Our first iteration took aspects of all three original ideas:

  • Social media aspect: a user could maintain an outward profile of likes.
  • Users can make connections and have a list of 'Giftees.'
  • Recommender: Users could get a gift suggestion for a friend based on either their outward like profile.
  • Input known information: User could input information they know, such as relationship to giftee and gift occasion. 
  • The system could suggest local stores carrying the gift item, and where in the store it was located, and its current price.

Prototype & Implementation

The screens were designed using Sketch and the prototype interactivity was implemented using Axure

Prototype screens (implemented in Sketch)

Usability Specifications

  • Users should find the app easy to use and navigate.
  • Users should be able to maintain a profile including their birthday, profile picture, shoe size, and other optional personal data.
  • Users should be able to create a database of their likes, in the form of picture tiles representing those likes, in a quick and easy manner. 
  • Users can edit, add and remove picture tiles of gift areas of interest.
  • Users can enter information they know about a potential giftee when prompted by the system after they indicate they would like to give a 'new gift.'
  • Users can tap a gift recommended by the system and see local stores that may carry that type of gift.


There were several types of data we wanted to collect during evaluation, both qualitative and quantitative:

  • Did users find system enjoyable and user-friendly?  Here we wanted to see if the buttons, labels and actions were clear to users, and if the steps to complete actions made sense.
  • Did users trust the system?  We wanted to know how users felt about gifts recommended by the system.  How much transparency does the system need about its recommendations? 
  • How useful is the system?  Here we wanted to know how likely people would be to use the system.  Do users think it would cut down on their time and stress looking for gifts?

In order to evaluate the prototype, we employed expert evaluations and usability tests.  For expert evaluations, we chose a heuristic evaluation in order to identify any issues in usability based on Nielsen and Normans 10 heuristics.  

Moderated Usability Testing

We recruited five potential users to take part in usability testing of the interactive prototype.  The structure was as follows:

  1. Introduce the app and allow participant to do a think aloud walkthrough of the prototype for a few minutes (roughly two minutes).  
  2. Explain context, introduce a potential friend, Sasha Sparkes, and ask participant to complete three tasks and answer a questionnaire set after each task to measure ease of completion, and trust with the system (for task 1 only):
    1. Task 1: Use the Prezent app to find a store location of one recommended gift for Sasha Sparkes. 
    2. Task 2: Locate the date of Sasha Sparke's birthday.
    3. Task 3: Add 'Yoga' as an interest to your profile.
  3. Participants were asked to respond to a set of Likert scale questions and a set of open response questions regarding their experience with the prototype.  We were trying to collect data regarding how the app compares to their current way of gifting, details about if they trust the system, how enjoyable the system was and how potentially useful they found the system.  
  4. We concluded with the System Usability Scale (SUS) in order to have a validated scale's measure on the usability of the system.

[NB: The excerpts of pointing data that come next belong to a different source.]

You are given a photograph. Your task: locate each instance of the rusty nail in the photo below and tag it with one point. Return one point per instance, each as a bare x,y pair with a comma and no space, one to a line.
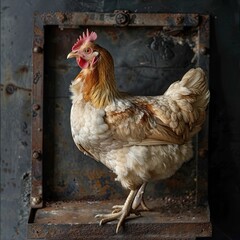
10,89
37,49
36,107
36,200
36,155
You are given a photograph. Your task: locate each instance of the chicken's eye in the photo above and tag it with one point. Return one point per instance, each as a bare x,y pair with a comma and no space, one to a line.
88,50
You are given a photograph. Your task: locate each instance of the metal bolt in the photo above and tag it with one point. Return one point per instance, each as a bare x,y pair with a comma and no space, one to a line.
36,155
179,19
37,49
36,107
203,152
122,19
203,50
10,89
36,200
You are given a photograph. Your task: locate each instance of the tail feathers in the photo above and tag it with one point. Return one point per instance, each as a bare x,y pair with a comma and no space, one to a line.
191,94
191,89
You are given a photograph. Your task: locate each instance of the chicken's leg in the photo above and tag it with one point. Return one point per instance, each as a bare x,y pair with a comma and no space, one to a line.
139,198
121,214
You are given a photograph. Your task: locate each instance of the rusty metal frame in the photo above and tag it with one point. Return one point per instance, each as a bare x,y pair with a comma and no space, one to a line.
119,19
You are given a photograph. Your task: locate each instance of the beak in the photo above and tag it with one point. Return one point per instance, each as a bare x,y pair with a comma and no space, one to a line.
72,54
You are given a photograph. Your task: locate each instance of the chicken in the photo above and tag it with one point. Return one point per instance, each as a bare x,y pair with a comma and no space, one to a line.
140,138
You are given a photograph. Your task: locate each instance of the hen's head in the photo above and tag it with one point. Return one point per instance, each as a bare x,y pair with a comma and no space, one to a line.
84,50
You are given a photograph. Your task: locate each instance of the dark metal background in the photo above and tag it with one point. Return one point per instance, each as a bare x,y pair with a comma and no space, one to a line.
16,84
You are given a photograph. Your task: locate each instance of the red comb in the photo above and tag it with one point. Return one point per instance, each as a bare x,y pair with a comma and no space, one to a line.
84,38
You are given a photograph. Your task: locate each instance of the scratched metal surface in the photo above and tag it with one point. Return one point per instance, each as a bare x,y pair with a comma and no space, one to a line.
16,83
144,65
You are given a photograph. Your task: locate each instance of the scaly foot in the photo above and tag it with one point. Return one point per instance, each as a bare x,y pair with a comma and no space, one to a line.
120,212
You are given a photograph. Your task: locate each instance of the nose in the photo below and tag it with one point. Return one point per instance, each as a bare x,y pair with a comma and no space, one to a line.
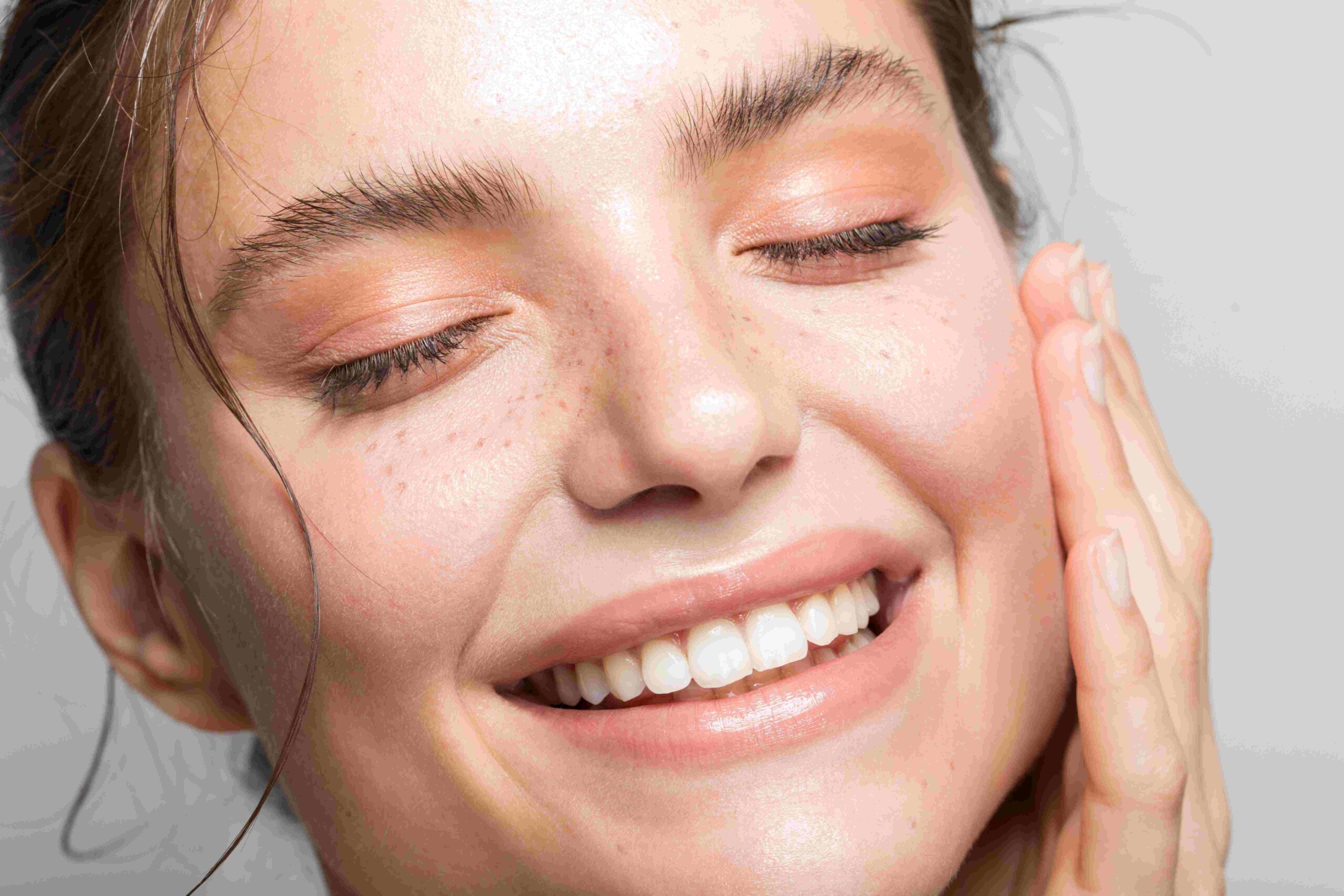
682,421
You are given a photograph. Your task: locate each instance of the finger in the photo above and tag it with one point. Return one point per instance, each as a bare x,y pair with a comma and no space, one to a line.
1054,288
1095,489
1131,812
1182,525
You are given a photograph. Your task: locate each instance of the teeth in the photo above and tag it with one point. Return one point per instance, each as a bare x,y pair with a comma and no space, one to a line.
568,686
817,621
666,668
842,604
623,673
774,637
718,653
722,657
592,681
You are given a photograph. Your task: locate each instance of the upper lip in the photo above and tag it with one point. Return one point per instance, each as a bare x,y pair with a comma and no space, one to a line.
807,566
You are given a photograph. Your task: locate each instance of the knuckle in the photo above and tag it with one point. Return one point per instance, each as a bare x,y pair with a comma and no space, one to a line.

We synthesized the results of all of the usability tests to drill down to common themes that were found that could be improved upon on the next iteration of Prezent.

  1. The application needs to build trust with users. Users want more justification for the gift ideas before they feel confident enough to pick one.  One possible solution would be to provide some type of visualization or background information regarding the justification of the gift idea.   

Conclusion & Next Steps

The prototype does not include the algorithm for gift recommending, it only simulates it.  However, if the project were to be moved forward, what potential trust implications would we want to keep in mind when further developing the recommender algorithm.

Team Acme Redesign on poster presentation day!

Team Acme Redesign on poster presentation day!